Richard DeBernadis founded El Tour de Tucson, a nationally known bicycle race, nearly 200 km around Tucson.  There are 3 shorter races, too, and a kids race.  Every November, the Saturday before Thanksgiving, El Tour takes place, rain or shine, often with wind.  One year it snowed.  And 5000 people showed up.  I was there one year with a starting temperature about 0 C., And 10,000 others were with me.

The Perimeter Bicycling Association of America (PBAA), which encourages riding around things, like cities or mountains, sponsors several events a year.  When I rode, I did all of them, including the Cochise County Classic, where I did the second longest ride (270 km) one year, in 8 hours and 20 minutes.  I was sixth.  Twenty of us rode.  It was an incredible experience.

The Tour of the Tucson Mountains is a late April event.
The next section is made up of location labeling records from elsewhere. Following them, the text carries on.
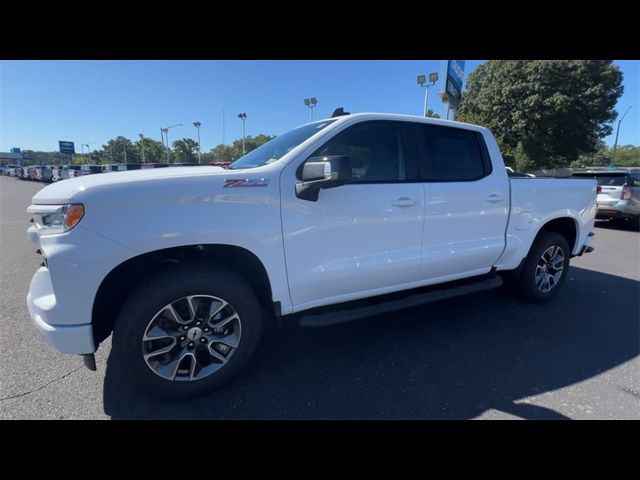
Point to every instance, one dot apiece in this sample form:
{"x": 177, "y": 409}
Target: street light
{"x": 142, "y": 146}
{"x": 243, "y": 117}
{"x": 198, "y": 125}
{"x": 422, "y": 81}
{"x": 88, "y": 149}
{"x": 311, "y": 103}
{"x": 165, "y": 130}
{"x": 124, "y": 147}
{"x": 615, "y": 145}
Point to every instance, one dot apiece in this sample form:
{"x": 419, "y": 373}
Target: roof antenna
{"x": 339, "y": 112}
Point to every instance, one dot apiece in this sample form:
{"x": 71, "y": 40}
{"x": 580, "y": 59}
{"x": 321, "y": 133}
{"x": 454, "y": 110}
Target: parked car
{"x": 618, "y": 193}
{"x": 90, "y": 169}
{"x": 321, "y": 224}
{"x": 32, "y": 172}
{"x": 128, "y": 166}
{"x": 44, "y": 173}
{"x": 56, "y": 173}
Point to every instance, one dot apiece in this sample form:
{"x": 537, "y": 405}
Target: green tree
{"x": 185, "y": 150}
{"x": 544, "y": 113}
{"x": 627, "y": 156}
{"x": 599, "y": 158}
{"x": 115, "y": 150}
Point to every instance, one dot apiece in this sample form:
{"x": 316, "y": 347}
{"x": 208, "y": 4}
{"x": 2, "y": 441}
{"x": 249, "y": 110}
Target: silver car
{"x": 618, "y": 193}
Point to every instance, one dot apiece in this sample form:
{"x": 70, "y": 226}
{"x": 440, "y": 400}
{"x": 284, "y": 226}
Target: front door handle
{"x": 494, "y": 198}
{"x": 405, "y": 202}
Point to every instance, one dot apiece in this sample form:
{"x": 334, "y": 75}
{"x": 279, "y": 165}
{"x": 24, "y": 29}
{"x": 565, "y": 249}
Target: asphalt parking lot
{"x": 486, "y": 356}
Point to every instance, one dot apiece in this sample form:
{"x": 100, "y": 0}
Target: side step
{"x": 341, "y": 316}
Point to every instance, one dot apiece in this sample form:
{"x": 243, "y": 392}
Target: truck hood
{"x": 61, "y": 192}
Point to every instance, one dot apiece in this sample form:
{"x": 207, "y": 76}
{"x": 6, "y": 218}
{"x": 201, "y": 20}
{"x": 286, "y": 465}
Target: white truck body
{"x": 355, "y": 241}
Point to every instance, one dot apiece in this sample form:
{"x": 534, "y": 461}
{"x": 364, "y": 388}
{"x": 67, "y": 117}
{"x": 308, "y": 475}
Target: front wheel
{"x": 187, "y": 330}
{"x": 545, "y": 268}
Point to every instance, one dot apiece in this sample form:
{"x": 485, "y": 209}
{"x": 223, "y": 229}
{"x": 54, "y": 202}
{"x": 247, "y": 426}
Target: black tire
{"x": 163, "y": 288}
{"x": 524, "y": 284}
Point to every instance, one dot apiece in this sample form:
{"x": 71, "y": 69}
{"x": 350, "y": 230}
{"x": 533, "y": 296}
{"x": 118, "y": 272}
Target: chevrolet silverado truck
{"x": 335, "y": 220}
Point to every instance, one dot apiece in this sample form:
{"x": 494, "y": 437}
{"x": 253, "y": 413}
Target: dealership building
{"x": 14, "y": 157}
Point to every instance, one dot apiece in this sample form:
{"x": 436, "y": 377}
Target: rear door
{"x": 610, "y": 186}
{"x": 466, "y": 204}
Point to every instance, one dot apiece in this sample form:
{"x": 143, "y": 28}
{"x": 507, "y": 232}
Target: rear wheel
{"x": 187, "y": 330}
{"x": 545, "y": 268}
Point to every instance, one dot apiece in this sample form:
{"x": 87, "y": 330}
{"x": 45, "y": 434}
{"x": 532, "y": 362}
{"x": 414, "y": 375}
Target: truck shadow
{"x": 624, "y": 225}
{"x": 450, "y": 360}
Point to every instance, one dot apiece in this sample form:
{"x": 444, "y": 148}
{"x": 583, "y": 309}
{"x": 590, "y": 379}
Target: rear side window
{"x": 453, "y": 155}
{"x": 605, "y": 180}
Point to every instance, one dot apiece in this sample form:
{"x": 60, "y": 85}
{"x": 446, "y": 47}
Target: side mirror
{"x": 323, "y": 172}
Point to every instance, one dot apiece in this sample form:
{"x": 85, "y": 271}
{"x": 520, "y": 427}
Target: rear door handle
{"x": 494, "y": 198}
{"x": 405, "y": 202}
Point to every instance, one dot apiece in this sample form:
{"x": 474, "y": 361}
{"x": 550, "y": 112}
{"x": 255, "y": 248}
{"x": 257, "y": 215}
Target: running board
{"x": 342, "y": 316}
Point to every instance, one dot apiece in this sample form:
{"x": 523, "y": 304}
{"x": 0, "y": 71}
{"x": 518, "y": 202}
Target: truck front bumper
{"x": 41, "y": 301}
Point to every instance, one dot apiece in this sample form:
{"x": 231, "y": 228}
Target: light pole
{"x": 615, "y": 144}
{"x": 88, "y": 149}
{"x": 198, "y": 125}
{"x": 422, "y": 81}
{"x": 311, "y": 103}
{"x": 243, "y": 117}
{"x": 165, "y": 130}
{"x": 142, "y": 146}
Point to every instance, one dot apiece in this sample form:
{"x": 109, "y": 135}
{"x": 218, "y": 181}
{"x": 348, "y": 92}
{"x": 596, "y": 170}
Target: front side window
{"x": 453, "y": 155}
{"x": 375, "y": 151}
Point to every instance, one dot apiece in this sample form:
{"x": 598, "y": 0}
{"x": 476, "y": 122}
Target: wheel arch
{"x": 119, "y": 283}
{"x": 566, "y": 226}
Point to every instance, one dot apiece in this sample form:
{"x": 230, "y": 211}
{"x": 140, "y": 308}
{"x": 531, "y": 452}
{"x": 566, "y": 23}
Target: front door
{"x": 361, "y": 238}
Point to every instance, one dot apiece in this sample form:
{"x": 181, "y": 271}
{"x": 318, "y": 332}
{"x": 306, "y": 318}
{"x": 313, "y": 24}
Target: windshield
{"x": 275, "y": 149}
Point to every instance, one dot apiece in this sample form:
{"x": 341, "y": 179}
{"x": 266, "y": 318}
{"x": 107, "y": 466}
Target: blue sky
{"x": 42, "y": 102}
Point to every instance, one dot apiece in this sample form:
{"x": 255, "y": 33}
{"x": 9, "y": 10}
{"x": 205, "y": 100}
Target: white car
{"x": 185, "y": 265}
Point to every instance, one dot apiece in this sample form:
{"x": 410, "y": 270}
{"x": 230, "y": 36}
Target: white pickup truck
{"x": 335, "y": 220}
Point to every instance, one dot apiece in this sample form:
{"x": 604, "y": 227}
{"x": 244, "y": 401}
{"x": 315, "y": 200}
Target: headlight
{"x": 51, "y": 219}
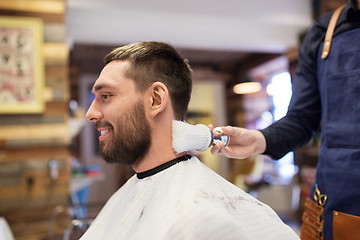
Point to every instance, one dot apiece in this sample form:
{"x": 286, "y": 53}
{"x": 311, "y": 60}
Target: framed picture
{"x": 21, "y": 65}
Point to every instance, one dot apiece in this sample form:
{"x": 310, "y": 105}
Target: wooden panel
{"x": 36, "y": 6}
{"x": 56, "y": 53}
{"x": 34, "y": 131}
{"x": 23, "y": 154}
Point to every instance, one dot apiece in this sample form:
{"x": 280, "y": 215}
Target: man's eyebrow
{"x": 99, "y": 87}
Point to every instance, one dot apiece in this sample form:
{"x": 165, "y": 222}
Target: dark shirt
{"x": 304, "y": 114}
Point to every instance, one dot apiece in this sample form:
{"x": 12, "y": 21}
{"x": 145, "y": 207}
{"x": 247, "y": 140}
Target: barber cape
{"x": 185, "y": 201}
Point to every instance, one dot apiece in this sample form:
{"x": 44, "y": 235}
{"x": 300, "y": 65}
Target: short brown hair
{"x": 157, "y": 62}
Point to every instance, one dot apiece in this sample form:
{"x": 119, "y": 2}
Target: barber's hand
{"x": 243, "y": 143}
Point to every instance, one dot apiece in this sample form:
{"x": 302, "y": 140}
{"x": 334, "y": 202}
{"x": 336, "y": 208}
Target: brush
{"x": 199, "y": 137}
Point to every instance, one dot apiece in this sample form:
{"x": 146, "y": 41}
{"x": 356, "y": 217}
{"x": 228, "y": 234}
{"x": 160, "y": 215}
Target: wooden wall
{"x": 28, "y": 142}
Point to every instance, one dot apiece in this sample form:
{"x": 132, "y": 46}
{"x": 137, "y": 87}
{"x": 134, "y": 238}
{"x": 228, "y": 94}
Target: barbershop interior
{"x": 243, "y": 54}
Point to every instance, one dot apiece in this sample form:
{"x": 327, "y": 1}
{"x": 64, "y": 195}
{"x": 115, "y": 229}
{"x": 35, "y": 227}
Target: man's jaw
{"x": 104, "y": 132}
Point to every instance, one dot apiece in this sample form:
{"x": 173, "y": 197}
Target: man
{"x": 141, "y": 89}
{"x": 326, "y": 88}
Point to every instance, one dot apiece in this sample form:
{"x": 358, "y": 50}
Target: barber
{"x": 326, "y": 92}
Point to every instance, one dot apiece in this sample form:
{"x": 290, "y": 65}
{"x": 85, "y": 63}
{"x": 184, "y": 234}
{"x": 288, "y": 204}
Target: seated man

One year, when I rode as Bike Patrol, Richard saw me before the race and asked if I could direct traffic at a “T” intersection, showing people where to park, to free him up.  Richard is a lot more important than I, so I directed traffic that year and the following year.  After my last bike accident, I gave up riding.  I left the cycling community.

But each year, for 2 hours one day in late April, I get up at 3:30 a.m., drive to Marana, and direct traffic.  As the cars come by, sooner or later Richard shows up, and for a brief second, his arm comes out the window, he shakes my hand, and says four words:  “Thank you so much.”

That action and those words are why I still volunteer, although now the race has been cancelled.  I directed traffic for eight years.  Richard thanked me every year, for two measly hours doing something anybody can do (although I was pretty good at it!)

For nearly a decade, I volunteered in the public schools.  I did so, because I strongly  believe in public education.  My parents were  both educators in public schools, and I believe strongly in Horace Mann’s six principles.

I stopped volunteering, primarily because I wasn’t busy enough, and I found, quite by accident, that I could have more influence if I became a substitute teacher.  Perhaps that is because when you charge for your services, it appears (I can’t prove it, but it sure does appear) that your services are more valuable.  I got thanked more as a well-off practicing physician than I did as a doctor on a Navy ship, one of those “government doctors,” who took care of 600 people, who got their care for free, often alone in a three quarters of a million square nautical miles of ocean.  And yes, those numbers are correct.

It was interesting.  The one teacher who really didn’t need me, for he was so good with students, always made it a point to thank me for coming and how helpful I was.  Others were different:  in one class, I volunteered during lunch, so the teacher could eat in the teacher’s lounge, have some privacy, and still offer tutoring.  She never once thanked me.  In another school, I got thanked once in a year by a teacher, for whom my presence on the day I came allowed him to do other things while I answered questions the students had.  Another teacher thanked me three times that year.  People are busy, but the busiest teacher was the one who thanked me each time I came.  I don’t think that is a coincidence.

I volunteered because I love teaching, and I am really good at math.  Indeed, I could offer areas where math is used outside the classroom, where many teachers could not. Being older, I had a little other wisdom to impart as well, about how to take tests, what to study, and what to ask.  Being thanked is one of those things in life that can’t be asked for, like love.  It has to be spontaneous, or it is meaningless.  Some people don’t particularly care whether or not they are thanked; I do.  I dress informally, and I am informal about what people call me.  But I am exceedingly formal when it comes to manners and grammar.

Thanking people, especially when they are thanked for specific actions, are very powerful.  Richard knew that.  I learned it when I was a child.  So did my only cousin, who married a Swiss ambassador and lived all over the world .  “Please and thank you go a long way in any language,” she once told me.

Indeed, specific comments at the right time are incredibly powerful.  I was one of three people to send a sympathy card to a prominent nurse, whose husband died in a flash flood in the Rincon Mountains in 1978.  I must have shown surprise on my face, because her next comment was that she thought that people were afraid of death.

When I send sympathy cards, I always try to add something specific about the person.  When David Goldblatt, the editor of A Wise Owl, on this blog and the best thing I ever wrote, thanks to him, died, I wrote his widow and told her how much David meant to me and the specifics of our relationship, things she did not know.  She later wrote me and said of all the people who wrote her, and David was one of the most well-known neurologists in the country, those words from me meant the most to her.

I have kept every thank you note a patient every wrote me, and some of them are now 40 years old.  I seldom look at them, but I am not about to throw them out.  They mean something, during those days when I am hammered by my detractors or wonder why I even bother.  In my case, one harsh criticism can ruin a day….or a week. But one really good thank you note can make my day.  It has to be from the heart, and it can’t be forced.  I’ve known people who overuse them.  But I’ve learned the power of the right words at the right time, and if I can learn this, so can others.

Richard DeBernardis knows that I came back because he thanked me.  I was sure to tell the PBAA how much his words meant to me.  I’m sure he knew they did, but my making sure he knew probably made his day.  He made mine.